D'après la présidente de la CVF, un programme national de vaccination coûterait 20 millions, très largement compensés par des économies dans les soins et par le fait que le dépistage pourrait être réduit, même s'il reste complémentaire. Relevons qu'outre les cancers avérés, on évalue à 5,8 % le taux de tests de dépistage aboutissant à un résultat positif et à une suspicion de cancer. Chaque année, on diagnostique une dysplasie sévère (lésion pré cancéreuse) chez 5000 femmes qui devront subir un traitement chirurgical, et chaque mois, 400 jeunes filles sont infectées.
Plusieurs pays (France, Allemagne, Italie, Autriche, Grèce, Canada, USA ...) ont déjà publié des recommandations conseillant la vaccination de toutes les adolescentes et les pays environnants remboursent ce vaccin. Seul le remboursement garantit une diffusion générale du vaccin et protège toutes les couches de la population. Une politique générale de vaccination et de remboursement devrait par ailleurs permettre au Conseil fédéral de négocier avantageusement le coût du vaccin (700 francs) auprès de l'industrie pharmaceutique.
Antrag des Bundesrates
Le Conseil fédéral propose de rejeter la motion.
Stellungnahme des Bundesrates
Le vaccin contre le virus du papillome humain (VPH) représente effectivement une réelle avancée dans la prévention du cancer. C'est pourquoi la Commission fédérale pour les vaccinations (CFV), qui assume une fonction consultative auprès du Département fédéral de l'intérieur (DFI), et l'Office fédéral de la santé publique (OFSP) recommandent que les jeunes filles soient vaccinées pendant l'adolescence et que, pour les jeunes femmes jusqu'à 19 ans, le vaccin de rattrapage soit prévu sur une durée de cinq ans.
Les prestations remboursées par l'assurance obligatoire des soins (AOS) doivent être efficaces, appropriées et économiques. Ces principes s'appliquent aussi à la vaccination contre le VPH, actuellement en discussion. Alors que l'évaluation de la CFV a permis de considérer que le critère de l'efficacité était rempli depuis quelque temps, il restait à examiner le remboursement sous l'angle de l'économicité et de l'adéquation. Dans ce domaine, le DFI s'est appuyé sur les conseils de la Commission fédérale des prestations (CFP) et de la Commission fédérale des médicaments (CFM) avant de prendre ses décisions.

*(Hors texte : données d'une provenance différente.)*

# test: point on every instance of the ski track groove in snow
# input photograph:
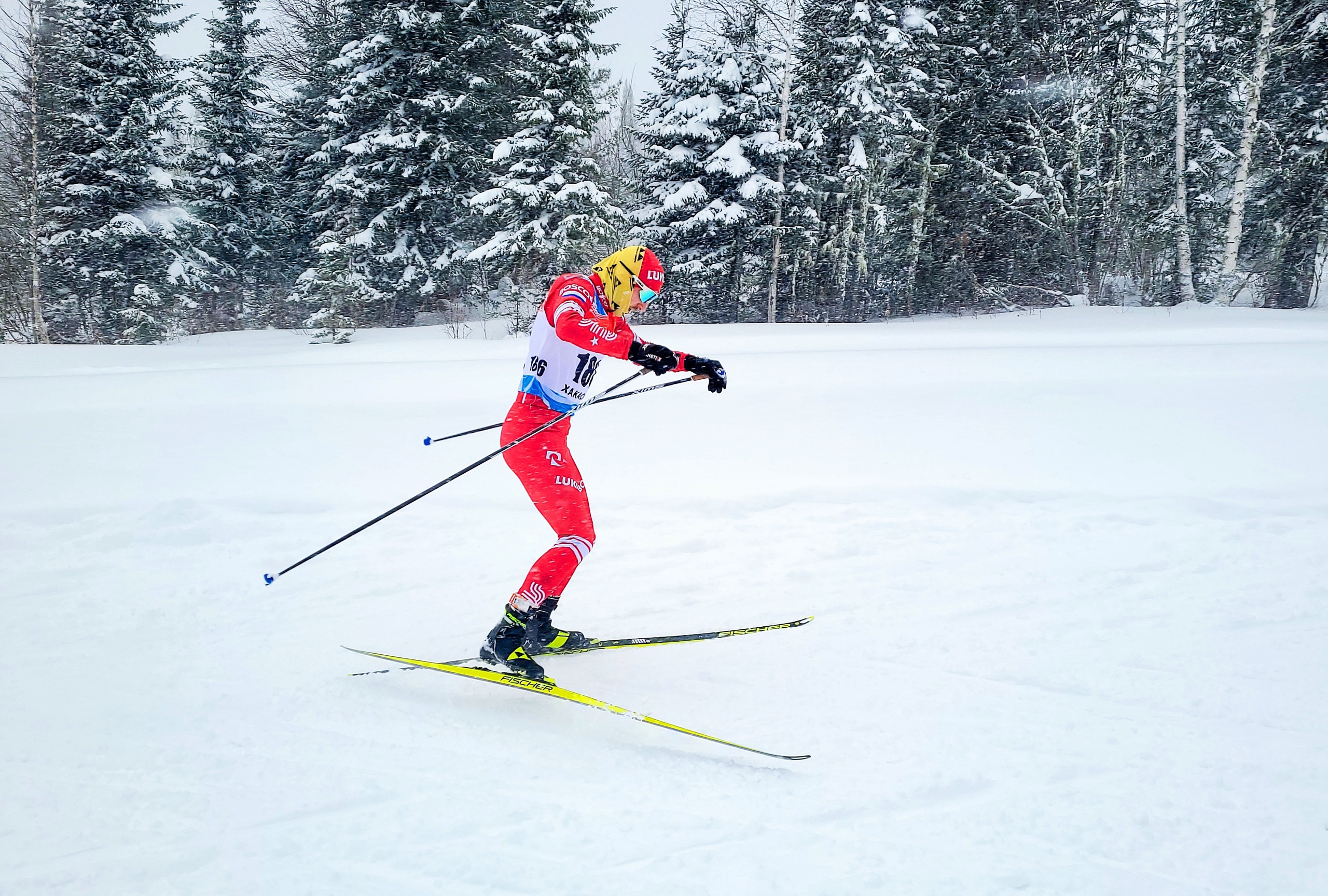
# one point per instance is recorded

Les deux commissions ont, à l'unanimité, recommandé au DFI un remboursement des coûts par l'assurance-maladie uniquement si la vaccination est effectuée dans le cadre des programmes de vaccination organisés par les cantons. Des normes de qualité contraignantes, d'une part, et l'achat centralisé des vaccins par les cantons, d'autre part, constituent les caractéristiques principales de ces programmes. On escompte que les cantons, en tant qu'acquéreurs de grandes quantités de vaccins, obtiendront des rabais importants sur les prix. Les programmes garantissent l'information des groupes-cibles ainsi que l'exhaustivité de la vaccination (trois doses) et des éventuels rappels. On attend d'une vaccination effectuée dans le cadre de programmes - en comparaison de celle effectuée dans un cabinet médical privé - une couverture vaccinale plus élevée. En outre, le fait d'exempter la vaccination de la franchise encourage les personnes concernées à se faire vacciner.

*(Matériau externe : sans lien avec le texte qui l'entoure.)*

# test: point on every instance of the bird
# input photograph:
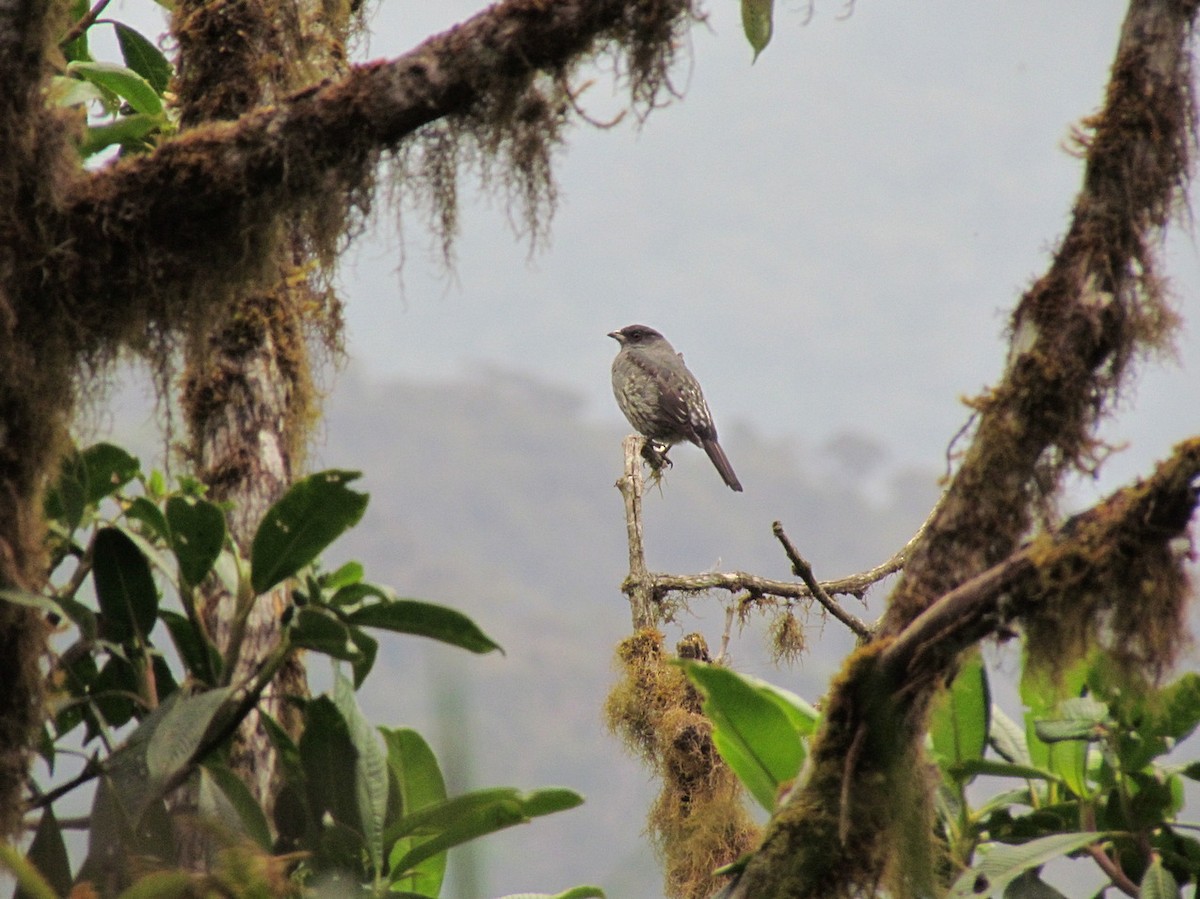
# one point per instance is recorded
(663, 400)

Le 21 novembre 2007, le DFI a décidé, au moyen d'une adaptation dans l'ordonnance sur les prestations de l'assurance des soins (OPAS), du remboursement du vaccin en question à partir du 1er janvier 2008, conformément à la recommandation des commissions consultatives. Compte tenu de cette décision, le Conseil fédéral estime que les exigences sont remplies et rejette donc la motion.
Le Conseil fédéral propose de rejeter la motion.